Saturday, July 4, 2015

NT Lesson #25, “Not My Will, but Thine, be Done”—Alison

“Not My Will, but Thine, be Done”


Introduction

This week’s and next week’s lessons are inextricably linked: the Atonement and the Crucifixion. Together, these two pivotal events that seal the mortal life of our Savior form the last of what Bruce R. McConkie called the great pillars—Creation, Fall, Atonement. “God himself, the Father of us all, ordained and established a plan of salvation whereby his spirit children might advance and progress and become like him. It is the gospel of God, the plan of Eternal Elohim, the system that saves and exalts, and it consists of three things. These three are the very pillars of eternity itself. They are the most important events that ever have or will occur in all eternity. They are the Creation, the Fall, and the Atonement.”[1] For this week’s blog entry, I will offer little commentary and mostly bring together some of the beautiful quotations from Church leaders to help us gain a personal understanding of what the Atonement means to each one of us as we strive to increase our discipleship in environments that become increasingly difficult.

The Garden of Gethsemane: Gat Shemen means oil press in Hebrew. It is aptly named— “Just as the grape or olive is pressed and crushed by the heavy stone in the press, so the heavy burden of the sins of the world that Jesus had to carry would press the blood out of the body of this Anointed One.”[2]

Luke 22:39–40, “And when he was at the place, he said unto them, Pray that ye enter not into temptation.”Question: This was His last instruction to the disciples before he went to this crushing task. What does this mean to us?  (see also Luke 22:44).

Quote 1: Several years before Elder Orson F. Whitney was ordained an Apostle, he received a vision of the Savior in the Garden of Gethsemane.

“I seemed to be in the Garden of Gethsemane, a witness of the Savior’s agony. I saw Him as plainly as ever I have seen anyone. Standing behind a tree in the foreground, I beheld Jesus, with Peter, James and John, as they came through a little … gate at my right. Leaving the three Apostles there, after telling them to kneel and pray, the Son of God passed over to the other side, where He also knelt and prayed. It was the same prayer with which all Bible readers are familiar: ‘Oh my Father, if it be possible, let this cup pass from me; nevertheless not as I will, but as thou wilt.’ As He prayed the tears streamed down his face, which was toward me.
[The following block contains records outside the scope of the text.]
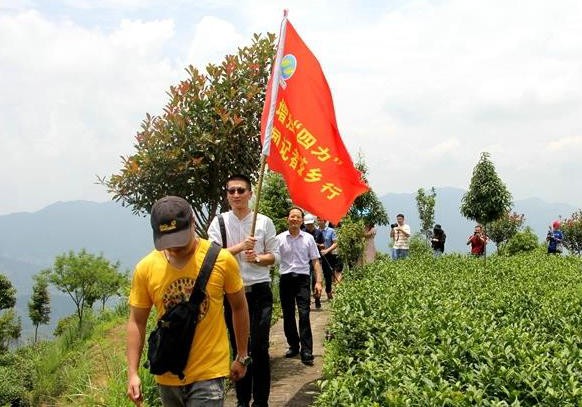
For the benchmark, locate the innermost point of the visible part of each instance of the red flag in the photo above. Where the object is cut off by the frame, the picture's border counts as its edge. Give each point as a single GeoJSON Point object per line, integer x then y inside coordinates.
{"type": "Point", "coordinates": [300, 134]}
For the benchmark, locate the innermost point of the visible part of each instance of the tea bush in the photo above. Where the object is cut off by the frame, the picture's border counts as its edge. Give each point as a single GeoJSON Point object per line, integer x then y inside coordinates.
{"type": "Point", "coordinates": [452, 332]}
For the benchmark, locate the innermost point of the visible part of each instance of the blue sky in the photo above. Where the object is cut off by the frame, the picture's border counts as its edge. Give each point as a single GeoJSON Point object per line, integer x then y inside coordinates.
{"type": "Point", "coordinates": [421, 88]}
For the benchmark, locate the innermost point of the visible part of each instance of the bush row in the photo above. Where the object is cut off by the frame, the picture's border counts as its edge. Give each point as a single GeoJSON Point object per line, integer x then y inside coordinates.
{"type": "Point", "coordinates": [452, 331]}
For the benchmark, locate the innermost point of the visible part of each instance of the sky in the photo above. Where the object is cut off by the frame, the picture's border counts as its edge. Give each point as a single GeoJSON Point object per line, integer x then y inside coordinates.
{"type": "Point", "coordinates": [421, 88]}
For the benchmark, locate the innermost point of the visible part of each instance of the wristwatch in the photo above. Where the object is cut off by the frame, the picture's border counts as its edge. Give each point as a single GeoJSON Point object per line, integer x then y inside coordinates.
{"type": "Point", "coordinates": [244, 360]}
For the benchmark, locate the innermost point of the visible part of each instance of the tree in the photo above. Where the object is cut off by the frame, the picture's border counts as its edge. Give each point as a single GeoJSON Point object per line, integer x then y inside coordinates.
{"type": "Point", "coordinates": [425, 204]}
{"type": "Point", "coordinates": [504, 228]}
{"type": "Point", "coordinates": [78, 275]}
{"type": "Point", "coordinates": [39, 304]}
{"type": "Point", "coordinates": [367, 207]}
{"type": "Point", "coordinates": [109, 284]}
{"type": "Point", "coordinates": [350, 239]}
{"type": "Point", "coordinates": [487, 198]}
{"type": "Point", "coordinates": [10, 326]}
{"type": "Point", "coordinates": [275, 201]}
{"type": "Point", "coordinates": [209, 130]}
{"type": "Point", "coordinates": [572, 229]}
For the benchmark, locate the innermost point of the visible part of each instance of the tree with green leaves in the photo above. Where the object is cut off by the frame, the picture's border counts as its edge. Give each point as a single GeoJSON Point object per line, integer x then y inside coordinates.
{"type": "Point", "coordinates": [572, 229]}
{"type": "Point", "coordinates": [39, 308]}
{"type": "Point", "coordinates": [109, 284]}
{"type": "Point", "coordinates": [367, 207]}
{"type": "Point", "coordinates": [10, 326]}
{"type": "Point", "coordinates": [425, 203]}
{"type": "Point", "coordinates": [78, 275]}
{"type": "Point", "coordinates": [504, 228]}
{"type": "Point", "coordinates": [210, 129]}
{"type": "Point", "coordinates": [350, 240]}
{"type": "Point", "coordinates": [487, 198]}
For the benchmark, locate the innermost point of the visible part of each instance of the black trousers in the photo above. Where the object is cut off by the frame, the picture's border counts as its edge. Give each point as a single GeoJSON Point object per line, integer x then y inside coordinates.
{"type": "Point", "coordinates": [328, 265]}
{"type": "Point", "coordinates": [257, 381]}
{"type": "Point", "coordinates": [294, 289]}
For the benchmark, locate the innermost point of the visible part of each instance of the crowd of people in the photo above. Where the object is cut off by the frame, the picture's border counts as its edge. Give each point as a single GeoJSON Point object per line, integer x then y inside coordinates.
{"type": "Point", "coordinates": [232, 334]}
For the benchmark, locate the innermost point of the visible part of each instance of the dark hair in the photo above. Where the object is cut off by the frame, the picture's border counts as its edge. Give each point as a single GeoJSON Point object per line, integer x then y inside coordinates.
{"type": "Point", "coordinates": [240, 177]}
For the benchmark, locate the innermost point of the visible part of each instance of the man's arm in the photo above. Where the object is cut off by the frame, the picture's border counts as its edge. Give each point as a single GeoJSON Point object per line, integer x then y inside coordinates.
{"type": "Point", "coordinates": [240, 321]}
{"type": "Point", "coordinates": [318, 277]}
{"type": "Point", "coordinates": [136, 327]}
{"type": "Point", "coordinates": [405, 229]}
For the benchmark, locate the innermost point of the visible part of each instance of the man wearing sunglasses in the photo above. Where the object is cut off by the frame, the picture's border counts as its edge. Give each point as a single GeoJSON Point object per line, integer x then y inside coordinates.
{"type": "Point", "coordinates": [255, 254]}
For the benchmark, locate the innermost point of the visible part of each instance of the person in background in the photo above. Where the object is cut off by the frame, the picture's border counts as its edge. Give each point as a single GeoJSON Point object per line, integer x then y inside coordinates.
{"type": "Point", "coordinates": [255, 255]}
{"type": "Point", "coordinates": [328, 256]}
{"type": "Point", "coordinates": [400, 234]}
{"type": "Point", "coordinates": [297, 249]}
{"type": "Point", "coordinates": [166, 275]}
{"type": "Point", "coordinates": [369, 254]}
{"type": "Point", "coordinates": [478, 241]}
{"type": "Point", "coordinates": [555, 238]}
{"type": "Point", "coordinates": [310, 228]}
{"type": "Point", "coordinates": [438, 240]}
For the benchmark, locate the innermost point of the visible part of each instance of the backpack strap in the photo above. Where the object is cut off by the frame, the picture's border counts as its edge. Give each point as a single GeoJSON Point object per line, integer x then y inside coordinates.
{"type": "Point", "coordinates": [222, 229]}
{"type": "Point", "coordinates": [199, 291]}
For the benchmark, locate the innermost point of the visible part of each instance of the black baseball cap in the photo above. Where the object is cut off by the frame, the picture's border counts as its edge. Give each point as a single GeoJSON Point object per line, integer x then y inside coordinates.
{"type": "Point", "coordinates": [171, 218]}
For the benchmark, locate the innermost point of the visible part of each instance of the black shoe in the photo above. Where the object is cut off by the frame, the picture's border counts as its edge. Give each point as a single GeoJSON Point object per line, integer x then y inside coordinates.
{"type": "Point", "coordinates": [307, 358]}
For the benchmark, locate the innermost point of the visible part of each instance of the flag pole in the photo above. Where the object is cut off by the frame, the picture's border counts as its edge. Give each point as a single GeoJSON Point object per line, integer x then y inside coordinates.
{"type": "Point", "coordinates": [275, 77]}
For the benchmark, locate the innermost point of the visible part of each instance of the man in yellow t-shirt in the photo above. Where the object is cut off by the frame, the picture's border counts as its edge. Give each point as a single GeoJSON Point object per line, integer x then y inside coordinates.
{"type": "Point", "coordinates": [167, 276]}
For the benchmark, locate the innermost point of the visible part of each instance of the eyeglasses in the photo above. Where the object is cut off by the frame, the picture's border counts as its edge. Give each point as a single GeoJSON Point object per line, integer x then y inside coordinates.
{"type": "Point", "coordinates": [239, 190]}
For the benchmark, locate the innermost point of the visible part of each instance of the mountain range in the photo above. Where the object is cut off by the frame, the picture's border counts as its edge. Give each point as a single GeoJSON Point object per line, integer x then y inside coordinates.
{"type": "Point", "coordinates": [30, 242]}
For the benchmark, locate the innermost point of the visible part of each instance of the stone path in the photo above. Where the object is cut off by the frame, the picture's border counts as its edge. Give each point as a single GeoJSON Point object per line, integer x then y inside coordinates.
{"type": "Point", "coordinates": [292, 383]}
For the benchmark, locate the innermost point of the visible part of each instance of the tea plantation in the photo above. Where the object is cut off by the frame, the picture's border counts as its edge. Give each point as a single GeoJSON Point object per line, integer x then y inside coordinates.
{"type": "Point", "coordinates": [456, 331]}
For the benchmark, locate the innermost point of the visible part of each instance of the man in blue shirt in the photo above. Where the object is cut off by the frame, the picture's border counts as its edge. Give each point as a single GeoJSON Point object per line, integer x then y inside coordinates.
{"type": "Point", "coordinates": [555, 238]}
{"type": "Point", "coordinates": [297, 249]}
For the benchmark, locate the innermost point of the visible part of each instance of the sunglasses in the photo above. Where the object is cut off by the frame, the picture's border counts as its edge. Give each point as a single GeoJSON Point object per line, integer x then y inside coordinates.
{"type": "Point", "coordinates": [239, 190]}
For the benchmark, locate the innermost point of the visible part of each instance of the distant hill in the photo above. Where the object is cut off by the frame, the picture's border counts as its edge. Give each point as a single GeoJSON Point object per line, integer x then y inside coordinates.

I was so moved at the sight that I also wept, out of pure sympathy. My whole heart went out to him; I loved him with all my soul, and longed to be with him as I longed for nothing else. Presently He arose and walked to where those Apostles were kneeling—fast asleep! He shook them gently, awoke them, and in a tone of tender reproach, untinctured by the least show of anger or impatience, asked them plaintively if they could not watch with him one hour. There He was, with the awful weight of the world’s sin upon his shoulders, with the pangs of every man, woman and child shooting through his sensitive soul—and they could not watch with him one poor hour! Returning to his place, He offered up the same prayer as before; then went back and again found them sleeping. Again he awoke them, readmonished them, and once more returned and prayed. Three times this occurred” (Through Memory’s Halls [1930], 82).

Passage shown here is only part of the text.